Bug hunting in Linux kernel land: an unpretentious primer
Lately I've been fixing some defects in the hidraw interface in the Linux kernel (commits d20d5ff and e42dee9), simple issues like these NULL pointer dereference are a good example to show how to analyze a Linux bug trace in order to spot the defective code. So let's take a look.
The steps to fix any defect are basically:
- reproduce the problem (a quick introduction to the concept of “Observability” of software faults is in: Dissecting The Bug)
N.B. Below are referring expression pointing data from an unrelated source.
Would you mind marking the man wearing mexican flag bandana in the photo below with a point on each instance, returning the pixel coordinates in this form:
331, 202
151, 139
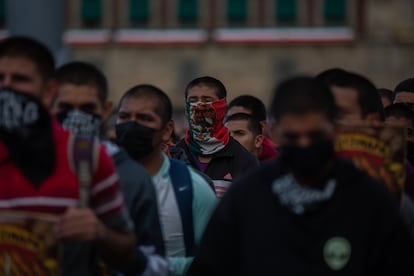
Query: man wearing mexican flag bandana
207, 143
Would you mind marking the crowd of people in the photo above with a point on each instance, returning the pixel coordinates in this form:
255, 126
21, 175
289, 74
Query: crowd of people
246, 191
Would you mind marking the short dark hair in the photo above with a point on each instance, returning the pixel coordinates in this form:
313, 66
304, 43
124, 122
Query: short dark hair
406, 85
164, 105
399, 110
301, 95
31, 49
208, 81
82, 73
368, 98
330, 74
252, 123
251, 103
384, 92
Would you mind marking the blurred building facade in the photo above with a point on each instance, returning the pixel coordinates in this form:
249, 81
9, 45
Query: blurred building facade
249, 44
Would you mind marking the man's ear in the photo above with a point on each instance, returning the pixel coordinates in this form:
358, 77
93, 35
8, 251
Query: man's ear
373, 117
167, 132
49, 93
107, 110
273, 133
258, 140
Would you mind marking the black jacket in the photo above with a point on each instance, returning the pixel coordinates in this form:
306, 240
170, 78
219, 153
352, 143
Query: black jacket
252, 233
141, 201
233, 160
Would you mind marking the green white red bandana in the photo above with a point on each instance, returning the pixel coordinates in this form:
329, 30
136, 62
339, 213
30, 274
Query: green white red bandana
206, 134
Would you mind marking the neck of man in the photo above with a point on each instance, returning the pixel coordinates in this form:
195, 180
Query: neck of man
153, 162
317, 181
204, 158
- find the offending code/policy
- elaborate a solution
- implement and test the solution is working
Reproducing the problem
If the problem is in some userspace/kernelspace interface then writing a test program which triggers the bug may be the quickest way to reproduce it. The test program should be as simple as possible, doing the minimum required to expose the defect, as it will be used also as a proof that the bug has been solved in the right way; just like when proving a theorem we don't want to have more hypotheses than are necessary. The test program for one of the issues above looks like this:
#include <stdio.h> #include <stdlib.h> #include <sys/types.h> #include <sys/stat.h> #include <fcntl.h> #include <unistd.h> #include <linux/hidraw.h> int main(int argc, char *argv[]) { int fd = -1; unsigned char report[2] = {0x01, 0x00}; int ret; if (argc != 2) { fprintf(stderr, "usage: %s </dev/hidrawX>\n", argv[0]); exit(1); } fd = open(argv[1], O_RDWR); if (fd < 0) { perror("hidraw open"); exit(1); } while (1) { ret = write(fd, report, sizeof(report)); printf("ret: %d\n", ret); } close(fd); exit(0); }
That gives me the occasion for an observation about one aspect of testing procedures: as you can see the test program above uses deliberately some bad practice, namely it does not check the return value of the write()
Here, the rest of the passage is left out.